Moving On From Morrow Mess

It's too easy to fuel the fire this morning about Brandon Morrow's unfortunately choice to spend his career in the bullpen when his team desperately needs starting pitching. Calmer heads will focus on an unfortunate game that left an all-to-familiar bad taste in the mouths of Mariner fans. With 2 outs and nobody on base, and a 2 run lead, Morrow threw pitch after pitch off the plate in the same location. With no ability to make an adjustment, and no advice from his backstop or dugout that helped, 3 walks in a row and his night and the game fell apart. That is done, and we move on.

Two valuable lessons should be learned from last night:
1. When you have a young starter turned reliever who missed time due to injury and recently had command issues, you don't send him out on an island to fail. Simply put, someone should have been warming up in the bullpen. There is a show of confidence that managers have with established closers that keep them from warming someone up while they are on the hill in the 9th. Morrow has not earned this show of confidence. In addition, ALL of the Mariner arms are rested and ready to go, yet they sat in the bullpen as Morrow gave the game away. Batista didn't help the situation, but by the time Batista came in things were already out of control. Bring him in with runners on 1st and 2nd instead of the bases juiced and it probably would have been a different story.
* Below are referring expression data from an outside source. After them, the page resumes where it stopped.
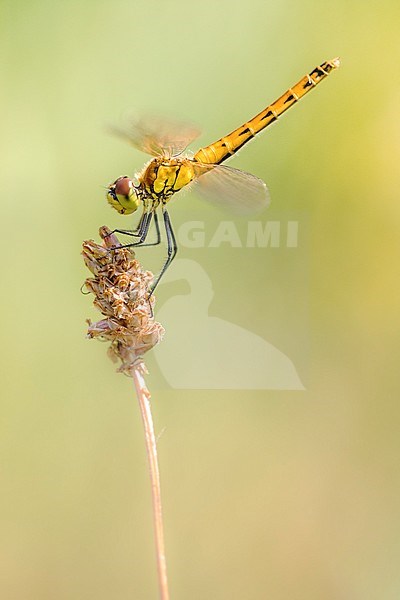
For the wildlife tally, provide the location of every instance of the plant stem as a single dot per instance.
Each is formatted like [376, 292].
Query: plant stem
[143, 395]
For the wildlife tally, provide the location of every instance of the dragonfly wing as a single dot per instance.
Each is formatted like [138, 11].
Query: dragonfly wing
[231, 188]
[155, 136]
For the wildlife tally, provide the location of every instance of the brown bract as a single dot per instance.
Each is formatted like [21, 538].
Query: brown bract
[121, 289]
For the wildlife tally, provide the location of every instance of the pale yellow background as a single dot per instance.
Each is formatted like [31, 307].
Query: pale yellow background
[278, 495]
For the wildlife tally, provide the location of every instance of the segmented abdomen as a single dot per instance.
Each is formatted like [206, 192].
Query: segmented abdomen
[221, 150]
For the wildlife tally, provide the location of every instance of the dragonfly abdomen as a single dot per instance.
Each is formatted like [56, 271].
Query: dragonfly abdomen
[225, 147]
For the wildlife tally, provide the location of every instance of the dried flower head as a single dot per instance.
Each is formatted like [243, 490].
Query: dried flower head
[121, 289]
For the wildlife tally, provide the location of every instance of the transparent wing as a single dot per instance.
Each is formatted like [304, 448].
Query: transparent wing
[156, 136]
[231, 188]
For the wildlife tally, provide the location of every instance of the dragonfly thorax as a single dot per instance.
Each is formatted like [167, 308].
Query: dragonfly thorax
[164, 177]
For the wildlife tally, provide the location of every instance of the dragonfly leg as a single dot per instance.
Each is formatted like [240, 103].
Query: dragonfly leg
[145, 226]
[145, 233]
[172, 249]
[137, 232]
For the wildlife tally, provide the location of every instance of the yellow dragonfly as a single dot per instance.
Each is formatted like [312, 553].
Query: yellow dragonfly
[170, 170]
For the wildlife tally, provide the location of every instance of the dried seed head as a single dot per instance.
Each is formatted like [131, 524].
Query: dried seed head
[121, 290]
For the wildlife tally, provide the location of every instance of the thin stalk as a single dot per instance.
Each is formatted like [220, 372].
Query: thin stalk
[143, 395]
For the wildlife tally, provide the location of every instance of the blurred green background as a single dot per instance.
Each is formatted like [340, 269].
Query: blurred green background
[267, 494]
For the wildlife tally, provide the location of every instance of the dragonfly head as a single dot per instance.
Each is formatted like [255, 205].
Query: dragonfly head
[123, 195]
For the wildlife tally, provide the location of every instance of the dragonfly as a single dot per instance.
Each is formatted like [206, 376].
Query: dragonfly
[171, 169]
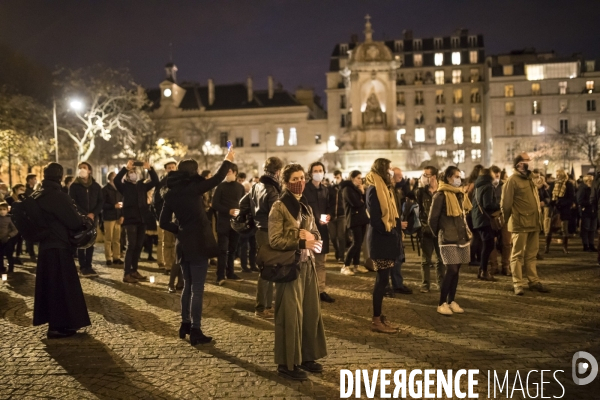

2. Chuck Meriwether was horrible. He is to blame for the Mariner loss as much as Morrow and Batista.

From the Seattle Times: Bedard gave three runs back in the fifth — two on
Michael Cuddyer's two-out single after plate umpire Chuck Meriwether failed
to call a third strike on a 2-2 pitch down the middle.


Is anyone else tired of seeing pitches thrown belt-high or slightly above called balls? The vertical portion of the strike zone was around 12 inches tall at times last night, while balls off the plate were called strikes. Umpires like Meriwether are calling the game incorrectly. In this case it let the Twins back into the game.